Louie Freeman-Bassett explains why Everyman and Picturehouse should be collaborating, not competing, to keep the torch lit for film in the capital.

It’s a good time to be a film fan in north London. Earlier this year cinema chain Everyman added their own brand of luxury to the local cinema scene with the purchase of Odeon cinemas in Barnet and Muswell Hill.

Picturehouse also added to their collection with a new cinema in Crouch End, to go with their plush new flagship Picturehouse Central.

Everyman has inherited two architectural beauties with both buildings being Grade II listed for their ‘30s modernist design.

Muswell Hill had come to look and feel particularly shabby under Odeon’s ownership and will no doubt undergo a revival in the capable hands of Everyman with their eye for bold and brilliant interiors. Picturehouse meanwhile open the doors in late November to a new four screen cinema in Crouch End, a few doors down from much loved independent The ArtHouse, which has built a loyal fan base. The newcomer also has the ability to screen 35mm film – an important touch, which will not go unnoticed.

These cinemas join a rich and thriving scene that includes the flourishing century old Phoenix in East Finchley with the brilliantly programmed Rio in Dalston. These are flanked by a bustle of societies, clubs and curators in the area; like the celluloid guardians Cigarette Burns, short film pioneers Kino London, and more locally the Highgate Film Society.

It’s a decent list that feels good to reel off, but it’s, frankly a bit contrived to mention them all in the same ‘independent’ breath.

Despite both claiming the title, Everyman is run under Everyman Media Group PLC which had a 2014 revenue of £14m and its recent purchases funded by investors like the Lewis Trust Group – owners of River Island.

Picturehouse, more famously, was bought by Cineworld in 2012 for £47.3m, reportedly making its MD a multimillionaire in the process and offering the ability to buy more sites and expand.

Not that there can be much objection when they are running enormously popular successful cinema chains providing a consistent and reliable conduit for original filmmaking in the UK. But the space they occupy is somewhere in between the genuinely community focused independent cinemas and the multiplex leviathans.

It stretches the word ‘independent’ when you’re owned by Europe’s second largest cinema chain, with revenues exceeding £600m (as of 2014) and over 1,858 screens. You can’t have your caramelised, crushed black pepper and sea salt popcorn and eat it too.

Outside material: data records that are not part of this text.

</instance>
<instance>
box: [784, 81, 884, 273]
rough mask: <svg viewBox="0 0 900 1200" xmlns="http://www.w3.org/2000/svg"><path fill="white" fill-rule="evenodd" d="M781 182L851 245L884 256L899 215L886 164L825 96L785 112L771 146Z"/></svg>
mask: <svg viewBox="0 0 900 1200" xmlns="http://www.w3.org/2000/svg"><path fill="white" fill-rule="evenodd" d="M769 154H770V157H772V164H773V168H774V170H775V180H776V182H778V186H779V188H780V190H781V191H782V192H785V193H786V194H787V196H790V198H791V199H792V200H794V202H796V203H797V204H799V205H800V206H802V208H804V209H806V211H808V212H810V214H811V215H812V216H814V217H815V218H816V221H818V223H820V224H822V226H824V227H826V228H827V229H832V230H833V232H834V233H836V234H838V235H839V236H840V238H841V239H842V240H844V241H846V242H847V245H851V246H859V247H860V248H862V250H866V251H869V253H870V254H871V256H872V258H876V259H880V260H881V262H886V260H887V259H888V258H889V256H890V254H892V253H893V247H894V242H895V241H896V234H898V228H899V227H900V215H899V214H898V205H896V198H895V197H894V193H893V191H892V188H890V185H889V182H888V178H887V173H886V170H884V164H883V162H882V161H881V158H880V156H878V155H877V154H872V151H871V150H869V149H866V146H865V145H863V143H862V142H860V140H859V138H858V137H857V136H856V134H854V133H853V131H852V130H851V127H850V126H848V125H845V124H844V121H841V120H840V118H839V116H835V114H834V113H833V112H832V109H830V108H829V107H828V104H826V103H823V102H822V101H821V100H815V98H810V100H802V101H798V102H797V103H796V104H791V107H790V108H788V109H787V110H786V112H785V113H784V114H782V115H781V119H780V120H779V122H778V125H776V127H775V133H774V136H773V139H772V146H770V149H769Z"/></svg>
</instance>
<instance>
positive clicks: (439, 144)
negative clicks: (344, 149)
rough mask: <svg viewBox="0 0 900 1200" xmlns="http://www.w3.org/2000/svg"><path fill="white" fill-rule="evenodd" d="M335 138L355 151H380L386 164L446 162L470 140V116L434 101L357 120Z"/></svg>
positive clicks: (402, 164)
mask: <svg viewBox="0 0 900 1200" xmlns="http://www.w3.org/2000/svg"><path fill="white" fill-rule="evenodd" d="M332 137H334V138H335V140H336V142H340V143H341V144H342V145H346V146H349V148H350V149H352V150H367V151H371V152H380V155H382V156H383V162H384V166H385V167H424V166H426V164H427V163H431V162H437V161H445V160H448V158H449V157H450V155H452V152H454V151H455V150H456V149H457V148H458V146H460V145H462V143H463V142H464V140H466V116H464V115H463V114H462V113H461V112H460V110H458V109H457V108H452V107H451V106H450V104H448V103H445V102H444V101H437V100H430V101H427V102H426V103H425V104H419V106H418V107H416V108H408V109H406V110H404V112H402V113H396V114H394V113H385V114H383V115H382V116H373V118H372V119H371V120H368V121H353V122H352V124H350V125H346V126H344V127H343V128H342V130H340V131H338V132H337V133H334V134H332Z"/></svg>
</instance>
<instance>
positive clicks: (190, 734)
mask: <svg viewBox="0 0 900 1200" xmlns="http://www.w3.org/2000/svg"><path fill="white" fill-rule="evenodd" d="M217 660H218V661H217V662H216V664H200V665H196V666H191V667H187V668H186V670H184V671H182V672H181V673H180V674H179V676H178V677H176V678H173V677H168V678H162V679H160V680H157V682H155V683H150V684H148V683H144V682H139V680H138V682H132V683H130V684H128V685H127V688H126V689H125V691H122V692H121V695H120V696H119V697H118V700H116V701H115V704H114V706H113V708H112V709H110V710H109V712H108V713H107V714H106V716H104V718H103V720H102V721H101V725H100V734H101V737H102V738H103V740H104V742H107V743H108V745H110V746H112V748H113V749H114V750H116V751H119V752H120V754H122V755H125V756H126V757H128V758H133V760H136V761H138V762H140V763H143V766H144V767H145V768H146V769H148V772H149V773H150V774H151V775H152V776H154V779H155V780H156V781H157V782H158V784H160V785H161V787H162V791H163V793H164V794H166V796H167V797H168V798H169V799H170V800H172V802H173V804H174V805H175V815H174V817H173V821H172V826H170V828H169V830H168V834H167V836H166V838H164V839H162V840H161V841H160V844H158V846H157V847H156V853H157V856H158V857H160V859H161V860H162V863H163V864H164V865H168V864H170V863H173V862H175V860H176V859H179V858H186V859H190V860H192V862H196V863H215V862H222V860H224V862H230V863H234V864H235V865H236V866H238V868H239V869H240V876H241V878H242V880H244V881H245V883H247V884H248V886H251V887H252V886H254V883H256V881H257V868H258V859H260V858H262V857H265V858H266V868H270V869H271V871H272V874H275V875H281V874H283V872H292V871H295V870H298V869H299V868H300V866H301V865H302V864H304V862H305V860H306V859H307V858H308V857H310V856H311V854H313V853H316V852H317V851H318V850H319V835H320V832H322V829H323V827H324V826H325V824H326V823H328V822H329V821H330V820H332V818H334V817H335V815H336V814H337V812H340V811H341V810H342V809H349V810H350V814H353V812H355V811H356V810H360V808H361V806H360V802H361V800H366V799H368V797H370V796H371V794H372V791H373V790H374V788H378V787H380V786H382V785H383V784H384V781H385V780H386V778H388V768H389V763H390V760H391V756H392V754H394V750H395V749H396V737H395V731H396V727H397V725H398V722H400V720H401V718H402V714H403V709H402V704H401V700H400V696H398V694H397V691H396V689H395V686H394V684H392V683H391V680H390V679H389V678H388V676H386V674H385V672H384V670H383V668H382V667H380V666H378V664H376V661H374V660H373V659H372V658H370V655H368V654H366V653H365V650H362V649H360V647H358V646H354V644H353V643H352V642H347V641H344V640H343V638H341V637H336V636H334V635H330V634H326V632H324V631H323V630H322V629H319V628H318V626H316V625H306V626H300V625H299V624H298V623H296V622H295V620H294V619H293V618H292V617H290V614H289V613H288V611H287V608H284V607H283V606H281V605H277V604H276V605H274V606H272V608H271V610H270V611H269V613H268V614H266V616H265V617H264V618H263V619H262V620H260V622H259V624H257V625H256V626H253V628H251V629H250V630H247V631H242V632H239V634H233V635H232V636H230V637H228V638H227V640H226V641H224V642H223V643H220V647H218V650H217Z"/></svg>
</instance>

The coming of the Crouch End Picturehouse in November will be interesting to see how this middle ground is negotiated: can these luxury middleweights coexist with their smaller, less muscular neighbours? The Picturehouse in question will be literally two doors down from the comparatively diminutive ArtHouse. Speaking to The Guardian earlier this year, its owner was bullish, saying that it is Picturehouse who’d falter: “We’ve got so much community support,” he said, “I don’t see how they’re going to survive.”

Most cinema fans wouldn’t want either to go under. Picturehouse might have lost fans with their sale and the protests over living wage, but not only are their cinemas almost always pristine and well programmed, they do important work for a sector that is generally unseen. Working with various independents, for example, in helping them to get films from distributors at lower rates than they’d be able to themselves.

Picturehouse and Everyman, then, will of course be welcome jewels in north London’s cinematic crown. It is simply hoped that this collaborative spirit prevails over pure competition. That diversity remains valued. Entertaining, progressive film remains the end and not the means.